The Dutchman was forced to surrender his crown to Lando Norris in last season’s finale in Abu Dhabi, having dominated the sport in winning four successive titles.

Those championships were powered by Honda, but Red Bull is embarking on the huge challenge of producing their own power units in partnership with Ford.

Team principal Laurent Mekies admitted last year they have a “mountain to climb” but Red Bull Ford Powertrains technical director Ben Hodgkinson believes the work has been done to enable them to compete at the front of the grid.

“I’ve been doing this for 27 years so everything I do has got to be backed up by the belief I can do it,” Hodgkinson, who has spent three-and-a-half years leading the project, said.

“I don’t think you belong in this industry if you don’t believe that.

“I also, it’s almost part of my own personal ethos, but I think that if you show me a confident engineer I’ll show you one that’s about to lose.

“So you can never underestimate where everybody is. You always have to assume you’re behind so that you always push the absolute maximum.

“What am I confident about? I’m confident that the team I’ve built is incredible. I’m confident the facilities we put together are going to be benchmark. But we’re a newcomer.

“We had to build factories while people started developing engines so I think we started behind. But I think the people and the facilities we’ve got are better than everybody else.

“So watch this space. Will I overtake them by race one? I don’t know. We’ll have to wait and see.”

Reiterating the mountain Red Bull have to climb with their own power units, Mekies urged fans to “bear with us” at the start of the season.

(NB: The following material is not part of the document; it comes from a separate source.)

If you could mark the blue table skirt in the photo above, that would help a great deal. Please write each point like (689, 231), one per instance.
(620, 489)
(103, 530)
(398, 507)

“We know it’s going to come with some difficulties,” he told Sky Sports. “We know we are going to have quite a few sleepless nights and a few headaches, but please bear with us for the first few months.

“Nobody underestimates the size of the mountain that we have to climb. It’s the sort of challenge we all want to be associated with, and hopefully, eventually we will come out on top.

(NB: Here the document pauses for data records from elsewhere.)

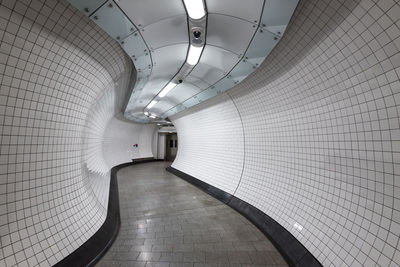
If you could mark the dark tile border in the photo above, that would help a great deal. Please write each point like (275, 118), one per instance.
(144, 160)
(90, 252)
(290, 248)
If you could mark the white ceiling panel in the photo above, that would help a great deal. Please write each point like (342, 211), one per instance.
(169, 59)
(182, 92)
(218, 58)
(166, 32)
(262, 44)
(145, 12)
(230, 33)
(277, 12)
(197, 81)
(249, 10)
(162, 106)
(207, 73)
(87, 6)
(111, 19)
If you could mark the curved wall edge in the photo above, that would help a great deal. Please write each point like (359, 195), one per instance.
(90, 252)
(321, 131)
(291, 249)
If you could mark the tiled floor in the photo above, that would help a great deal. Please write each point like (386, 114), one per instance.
(169, 222)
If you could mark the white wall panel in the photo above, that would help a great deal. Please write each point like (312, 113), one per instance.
(212, 137)
(321, 130)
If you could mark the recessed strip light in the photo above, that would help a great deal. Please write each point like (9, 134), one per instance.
(166, 89)
(152, 103)
(194, 54)
(195, 8)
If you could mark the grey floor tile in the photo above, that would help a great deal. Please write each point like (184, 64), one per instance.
(168, 222)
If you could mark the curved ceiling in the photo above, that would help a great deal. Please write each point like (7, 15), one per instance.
(157, 36)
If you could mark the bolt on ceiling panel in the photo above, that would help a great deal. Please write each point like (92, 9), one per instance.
(87, 6)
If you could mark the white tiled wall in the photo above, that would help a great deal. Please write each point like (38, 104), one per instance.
(120, 138)
(321, 129)
(213, 138)
(60, 76)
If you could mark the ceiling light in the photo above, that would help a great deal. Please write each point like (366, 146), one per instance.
(194, 54)
(195, 8)
(166, 89)
(152, 103)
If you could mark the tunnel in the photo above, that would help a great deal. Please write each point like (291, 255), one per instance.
(199, 133)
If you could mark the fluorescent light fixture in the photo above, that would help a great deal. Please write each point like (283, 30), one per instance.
(194, 54)
(195, 8)
(152, 103)
(166, 89)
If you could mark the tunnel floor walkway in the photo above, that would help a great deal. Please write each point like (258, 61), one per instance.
(169, 222)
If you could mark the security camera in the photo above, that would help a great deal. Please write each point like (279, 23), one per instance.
(197, 34)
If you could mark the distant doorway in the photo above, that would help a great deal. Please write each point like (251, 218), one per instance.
(171, 146)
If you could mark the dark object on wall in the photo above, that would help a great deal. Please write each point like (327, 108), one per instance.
(90, 252)
(290, 248)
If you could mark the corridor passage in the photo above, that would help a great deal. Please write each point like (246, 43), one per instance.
(169, 222)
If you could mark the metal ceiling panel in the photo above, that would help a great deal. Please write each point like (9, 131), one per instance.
(145, 12)
(169, 59)
(224, 84)
(166, 32)
(111, 19)
(229, 33)
(134, 45)
(207, 73)
(277, 13)
(262, 44)
(218, 58)
(249, 10)
(241, 71)
(87, 6)
(197, 81)
(182, 92)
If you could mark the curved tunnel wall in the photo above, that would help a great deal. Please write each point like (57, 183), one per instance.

“I think it would be naive, to say the least, for us to think that, yes, we have done everything from zero — with great support from Ford — and then we turn up at the first race and we are the same level as people that have been doing it for many years. It’s not going to be like that, we are going to be trailing them.”

Red Bull started their power unit production from scratch, bringing in over 700 people to work on the project and building three factories.

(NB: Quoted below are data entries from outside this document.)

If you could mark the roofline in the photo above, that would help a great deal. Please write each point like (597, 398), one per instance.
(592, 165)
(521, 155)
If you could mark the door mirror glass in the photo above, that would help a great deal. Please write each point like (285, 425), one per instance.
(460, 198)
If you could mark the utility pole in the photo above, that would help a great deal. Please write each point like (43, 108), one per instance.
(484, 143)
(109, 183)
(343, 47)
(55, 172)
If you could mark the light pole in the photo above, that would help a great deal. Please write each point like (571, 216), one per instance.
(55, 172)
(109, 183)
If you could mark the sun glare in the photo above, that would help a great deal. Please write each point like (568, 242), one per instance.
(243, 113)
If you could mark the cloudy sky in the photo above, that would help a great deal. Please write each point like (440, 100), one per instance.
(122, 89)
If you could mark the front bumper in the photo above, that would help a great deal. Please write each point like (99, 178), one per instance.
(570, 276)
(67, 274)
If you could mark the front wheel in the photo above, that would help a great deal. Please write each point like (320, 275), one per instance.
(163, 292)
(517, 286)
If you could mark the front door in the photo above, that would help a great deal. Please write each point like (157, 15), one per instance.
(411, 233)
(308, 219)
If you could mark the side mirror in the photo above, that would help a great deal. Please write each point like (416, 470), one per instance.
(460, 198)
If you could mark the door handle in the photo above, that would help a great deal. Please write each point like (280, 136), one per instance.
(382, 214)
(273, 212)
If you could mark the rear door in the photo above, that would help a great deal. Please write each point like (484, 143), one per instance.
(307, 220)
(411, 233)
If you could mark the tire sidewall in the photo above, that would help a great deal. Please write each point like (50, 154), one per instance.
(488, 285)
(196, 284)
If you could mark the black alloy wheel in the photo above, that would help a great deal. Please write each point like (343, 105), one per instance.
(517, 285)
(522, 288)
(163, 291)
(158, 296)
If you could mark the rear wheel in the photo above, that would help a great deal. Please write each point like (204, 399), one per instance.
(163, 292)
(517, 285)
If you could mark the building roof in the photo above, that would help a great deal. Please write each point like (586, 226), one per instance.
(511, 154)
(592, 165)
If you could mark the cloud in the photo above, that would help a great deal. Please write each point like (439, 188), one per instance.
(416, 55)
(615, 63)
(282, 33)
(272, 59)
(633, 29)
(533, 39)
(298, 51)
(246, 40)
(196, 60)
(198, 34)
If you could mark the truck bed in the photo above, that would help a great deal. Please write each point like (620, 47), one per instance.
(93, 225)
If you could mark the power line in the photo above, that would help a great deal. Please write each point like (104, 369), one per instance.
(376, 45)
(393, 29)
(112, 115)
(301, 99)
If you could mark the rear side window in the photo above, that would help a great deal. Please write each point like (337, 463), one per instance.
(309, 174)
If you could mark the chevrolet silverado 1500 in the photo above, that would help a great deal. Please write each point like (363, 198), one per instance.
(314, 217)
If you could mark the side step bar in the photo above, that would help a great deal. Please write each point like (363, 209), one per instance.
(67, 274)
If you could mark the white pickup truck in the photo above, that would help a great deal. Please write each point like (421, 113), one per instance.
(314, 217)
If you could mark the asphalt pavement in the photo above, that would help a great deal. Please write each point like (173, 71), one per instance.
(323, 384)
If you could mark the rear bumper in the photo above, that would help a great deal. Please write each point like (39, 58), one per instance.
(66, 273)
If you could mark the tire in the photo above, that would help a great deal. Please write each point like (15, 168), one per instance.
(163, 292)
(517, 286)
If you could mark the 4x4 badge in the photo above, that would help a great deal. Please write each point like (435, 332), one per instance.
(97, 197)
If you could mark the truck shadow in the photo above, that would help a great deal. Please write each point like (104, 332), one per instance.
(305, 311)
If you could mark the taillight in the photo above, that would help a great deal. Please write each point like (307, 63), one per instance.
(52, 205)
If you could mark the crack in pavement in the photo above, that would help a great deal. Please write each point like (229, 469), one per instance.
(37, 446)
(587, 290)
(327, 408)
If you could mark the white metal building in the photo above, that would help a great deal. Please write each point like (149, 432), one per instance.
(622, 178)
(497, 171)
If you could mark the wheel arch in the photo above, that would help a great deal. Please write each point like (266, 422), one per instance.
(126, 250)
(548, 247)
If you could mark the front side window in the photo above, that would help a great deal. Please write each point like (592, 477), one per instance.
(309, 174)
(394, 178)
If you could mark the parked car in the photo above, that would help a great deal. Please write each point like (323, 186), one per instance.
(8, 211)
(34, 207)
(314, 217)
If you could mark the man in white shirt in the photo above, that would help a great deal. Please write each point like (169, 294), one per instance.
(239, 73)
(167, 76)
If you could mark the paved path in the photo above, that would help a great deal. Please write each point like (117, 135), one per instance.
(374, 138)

The team are up against established and experienced manufacturers in Mercedes, Ferrari and Honda.

Much of the talk ahead of the new season — and arguably the biggest regulation change in the sport’s history — has been that Mercedes-powered teams will be ahead of the pack.

But Hodgkinson, who spent over 20 years at Mercedes, is not convinced that is the case.

“I think a lot of that talk originated from Mercedes themselves. My gran used to say, an empty can rattles the loudest,” Hodgkinson said.

“We’ll let the results do the talking, I think. Mercedes are a very competent power unit manufacturer. I spent 20 years there. So I know it very, very well.

“I was able to make sure that everything that we did here was better than it was done previously.”

Information from PA contributed to this report.